Higher SOS grades were significantly correlated with a lower percentage of MPS openings in this study. Also, ZMS and SOS fusion were significantly correlated. Ok et al.29 evaluated the correlation of SOS, MPS, and ZMS in 7 to 30-year-olds in Turkey. They used a qualitative index for MPS in the horizontal dimension, which has poor clinical application and does not indicate the precise depth of opening (to predict the degree of possible opening with RME). They reported that higher SOS grades were significantly correlated with the higher frequency of ZMS and MPS grades.

In the present study, age emerged as a more  influential parameter than gender in ZMS, SOS, and MPS fusion status and had a significant correlation with them. For each one-year increase in age, MPS opening percentage decreased by 1.07% in the anterior half and by 1.30% in the posterior half. Additionally, each one-year increase in age increased the SOS grade by 0.56 and ZMS grade by 0.47 units. These findings are consistent with Dalili Kajan et al.23’s research, which also reported a significant effect of age on SOS.


CONCLUSION

The fusion of SOS and ZMS was significantly correlated with all age groups irrespective of gender. In SOS grades I-III, the mean percentage of MPS opening was 100% in all age groups (with the highest frequency of ZMS”1”), indicating a higher chance of success for orthodontic treatments such as RME and maxillary protraction in these individuals. Irrespective of age, SOS had a significant inverse correlation with MPS. Aging decreased the mean percentage of MPS opening; this reduction was greater in the posterior half.


Acknowledgment

We are grateful to acknowledge Dr Mohammad Ebrahim Ghafari (Dental Sciences Research Center, Guilan University of Medical Sciences, Rasht, Iran) for his assistance in analyzing the statistical data.

Ethics

Ethics Committee Approval: The study protocol was approved by the Ethics Committee of Gulian University of Medical Sciences (IR.GUMS.REC.1400.413).

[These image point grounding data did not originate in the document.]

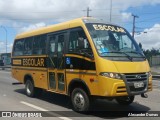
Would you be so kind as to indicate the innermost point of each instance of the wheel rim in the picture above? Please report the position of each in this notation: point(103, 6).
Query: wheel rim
point(79, 100)
point(29, 88)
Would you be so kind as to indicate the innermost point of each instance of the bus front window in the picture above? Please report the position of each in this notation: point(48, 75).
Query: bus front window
point(113, 41)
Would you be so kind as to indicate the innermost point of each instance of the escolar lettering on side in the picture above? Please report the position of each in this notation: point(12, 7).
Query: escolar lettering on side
point(39, 62)
point(108, 28)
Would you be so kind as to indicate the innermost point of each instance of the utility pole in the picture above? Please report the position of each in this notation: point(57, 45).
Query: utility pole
point(134, 17)
point(88, 11)
point(110, 10)
point(6, 35)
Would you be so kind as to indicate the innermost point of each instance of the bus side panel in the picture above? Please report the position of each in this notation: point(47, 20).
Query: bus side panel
point(89, 79)
point(39, 77)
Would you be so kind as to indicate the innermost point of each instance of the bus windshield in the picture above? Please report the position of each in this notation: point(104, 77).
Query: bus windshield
point(114, 41)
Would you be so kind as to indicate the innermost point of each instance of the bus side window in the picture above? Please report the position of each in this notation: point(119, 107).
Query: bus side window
point(18, 47)
point(28, 46)
point(77, 41)
point(39, 45)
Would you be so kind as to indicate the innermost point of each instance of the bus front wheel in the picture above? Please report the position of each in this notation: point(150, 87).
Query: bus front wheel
point(80, 100)
point(125, 100)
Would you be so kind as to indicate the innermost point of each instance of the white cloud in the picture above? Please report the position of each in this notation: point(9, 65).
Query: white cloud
point(150, 38)
point(31, 27)
point(30, 14)
point(33, 11)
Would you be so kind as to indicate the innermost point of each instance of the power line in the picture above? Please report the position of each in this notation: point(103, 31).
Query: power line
point(133, 31)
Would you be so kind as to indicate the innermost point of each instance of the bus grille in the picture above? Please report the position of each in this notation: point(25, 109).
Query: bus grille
point(132, 78)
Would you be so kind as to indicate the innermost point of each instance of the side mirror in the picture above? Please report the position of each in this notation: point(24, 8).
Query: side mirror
point(81, 43)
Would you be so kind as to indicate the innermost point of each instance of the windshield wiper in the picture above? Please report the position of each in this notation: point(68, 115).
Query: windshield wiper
point(128, 56)
point(137, 53)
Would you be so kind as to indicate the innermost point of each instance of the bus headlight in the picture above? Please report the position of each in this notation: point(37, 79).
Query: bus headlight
point(111, 75)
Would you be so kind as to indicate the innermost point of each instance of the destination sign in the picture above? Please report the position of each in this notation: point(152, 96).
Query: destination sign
point(108, 28)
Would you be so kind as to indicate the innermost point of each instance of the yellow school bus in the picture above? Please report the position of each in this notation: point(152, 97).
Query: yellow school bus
point(83, 58)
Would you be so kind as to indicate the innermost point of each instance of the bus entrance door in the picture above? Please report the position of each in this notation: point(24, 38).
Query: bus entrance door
point(56, 71)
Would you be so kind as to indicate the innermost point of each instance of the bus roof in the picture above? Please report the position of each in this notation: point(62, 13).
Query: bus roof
point(58, 27)
point(48, 29)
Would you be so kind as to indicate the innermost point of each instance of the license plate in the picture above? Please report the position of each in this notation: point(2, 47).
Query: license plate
point(138, 84)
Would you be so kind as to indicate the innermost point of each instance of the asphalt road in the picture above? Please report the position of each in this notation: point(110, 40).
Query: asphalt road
point(13, 98)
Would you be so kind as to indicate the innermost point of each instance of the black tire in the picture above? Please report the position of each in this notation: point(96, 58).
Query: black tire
point(80, 100)
point(32, 91)
point(125, 100)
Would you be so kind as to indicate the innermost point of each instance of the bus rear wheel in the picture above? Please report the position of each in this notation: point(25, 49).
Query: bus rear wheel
point(32, 91)
point(125, 100)
point(80, 100)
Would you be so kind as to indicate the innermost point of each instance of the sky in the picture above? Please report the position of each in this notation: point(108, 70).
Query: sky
point(18, 16)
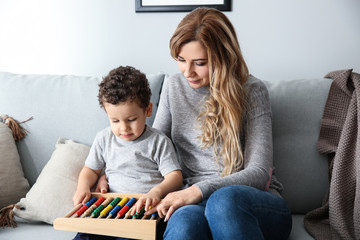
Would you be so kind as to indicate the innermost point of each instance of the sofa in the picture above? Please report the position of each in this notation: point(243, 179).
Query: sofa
point(65, 111)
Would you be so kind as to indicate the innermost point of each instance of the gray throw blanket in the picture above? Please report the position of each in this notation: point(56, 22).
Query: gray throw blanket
point(339, 216)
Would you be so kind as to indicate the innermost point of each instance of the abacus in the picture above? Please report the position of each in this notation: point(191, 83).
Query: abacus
point(109, 214)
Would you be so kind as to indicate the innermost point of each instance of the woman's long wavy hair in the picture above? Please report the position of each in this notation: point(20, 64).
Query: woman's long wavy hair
point(224, 109)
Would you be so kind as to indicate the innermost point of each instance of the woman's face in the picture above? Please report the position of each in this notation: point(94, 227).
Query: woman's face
point(193, 63)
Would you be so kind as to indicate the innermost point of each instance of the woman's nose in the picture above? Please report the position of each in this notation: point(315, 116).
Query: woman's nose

Informed Consent: Informed consent was obtained.

Peer-review: Externally peer-reviewed.

Author Contributions: Concept - Z.D.; Design - Z.D.; Data Collection and/or Processing - N.T.; Analysis and/or Interpretation - N.T., Z.D.; Writing - N.K.; Critical Review N.T., Z.D.

Declaration of Interests: There are no known conflicts of interest associated with this publication.

Funding: There has been no significant financial support for this work that could have influenced its outcome.